In this work we studied the quantization process for the Szekeres system and the effects of the quantum corrections in inhomogeneous cosmological models as they are described by the De Broglie–Bohm theory for quantum mechanics. We make use of previous results and we wrote the Szekeres system in its Hamiltonian equivalent. We calculated the conservation laws for the classical system and we derived previous results while we were able to determine new conservation laws which were not found before. One of these conservation laws is the Lewis invariant which is an important adiabatic invariant for the oscillator with many applications in quantum mechanics. The remaining new conservation laws which we derived exist when the Hamiltonian system is conformally invariant, that is, when the conservation law of the “energy” is identical to zero. That means that these new conservation laws, which are constructed by conformal symmetries of the kinetic metric for the Hamiltonian system, exist for a specific set of trajectories for the classical Szekeres system.

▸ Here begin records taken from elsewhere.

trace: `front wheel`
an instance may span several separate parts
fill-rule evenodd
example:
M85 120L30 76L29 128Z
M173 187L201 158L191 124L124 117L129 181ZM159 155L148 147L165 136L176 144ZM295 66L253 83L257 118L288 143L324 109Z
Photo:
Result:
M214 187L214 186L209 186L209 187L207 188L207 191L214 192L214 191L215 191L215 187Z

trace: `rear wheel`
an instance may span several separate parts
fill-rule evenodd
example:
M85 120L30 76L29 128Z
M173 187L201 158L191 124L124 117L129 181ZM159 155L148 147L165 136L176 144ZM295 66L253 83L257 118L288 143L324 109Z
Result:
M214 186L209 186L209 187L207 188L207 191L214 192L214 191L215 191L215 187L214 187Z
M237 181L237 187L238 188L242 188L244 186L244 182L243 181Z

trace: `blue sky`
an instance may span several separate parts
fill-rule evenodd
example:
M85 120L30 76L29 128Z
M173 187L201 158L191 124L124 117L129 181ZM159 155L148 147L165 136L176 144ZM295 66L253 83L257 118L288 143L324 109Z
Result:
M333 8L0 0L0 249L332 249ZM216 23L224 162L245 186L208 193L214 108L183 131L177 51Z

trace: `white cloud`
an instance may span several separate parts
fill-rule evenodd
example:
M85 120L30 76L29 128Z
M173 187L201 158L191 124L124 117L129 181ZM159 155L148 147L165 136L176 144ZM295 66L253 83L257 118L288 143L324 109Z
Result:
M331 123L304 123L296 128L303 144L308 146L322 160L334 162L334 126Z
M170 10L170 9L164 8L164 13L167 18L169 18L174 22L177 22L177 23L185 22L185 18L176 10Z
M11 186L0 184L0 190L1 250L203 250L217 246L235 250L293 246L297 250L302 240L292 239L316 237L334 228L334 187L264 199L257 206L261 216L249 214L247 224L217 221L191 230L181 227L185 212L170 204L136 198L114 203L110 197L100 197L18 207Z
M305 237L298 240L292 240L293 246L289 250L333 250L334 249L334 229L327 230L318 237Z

These new conservation laws applied to define differential operators are necessary to quantize the Szekeres system. We found new similarity solutions for the wave function of the Szekeres system. From these new wave functions we were able to constructed a nonzero quantum potential by applying the approach of Bohmian mechanics. In order to understand the effects of the quantum potential term in the original Szekeres system we wrote the modified Szekeres system and we studied the dynamics and the asymptotic solutions, for the trajectories with the initial condition the “energy” of the Hamiltonian equivalent system to be zero.

The main result of this analysis is that because of the quantum correction term, the dynamical evolution of the Szekeres system is modified, such that new asymptotic solutions exist which describe approximately Bianchi I spacetimes which modify the Kasner solutions of the Szekeres systems. These new Bianchi I solutions correspond to exact inhomogeneous solutions with a nonzero anisotropic fluid component with nonzero pressure and stress tensor terms. We conclude that quantum corrections can remove the “silent” property of the Szekeres universe, making the Szekeres model more useful in cosmological studies. Therefore, we show that quantum corrections can be seen as a mechanism to introduce negative pressure term in the cosmological fluid which is interesting since it may have applications for the description of the mechanism which starts the inflationary epoch.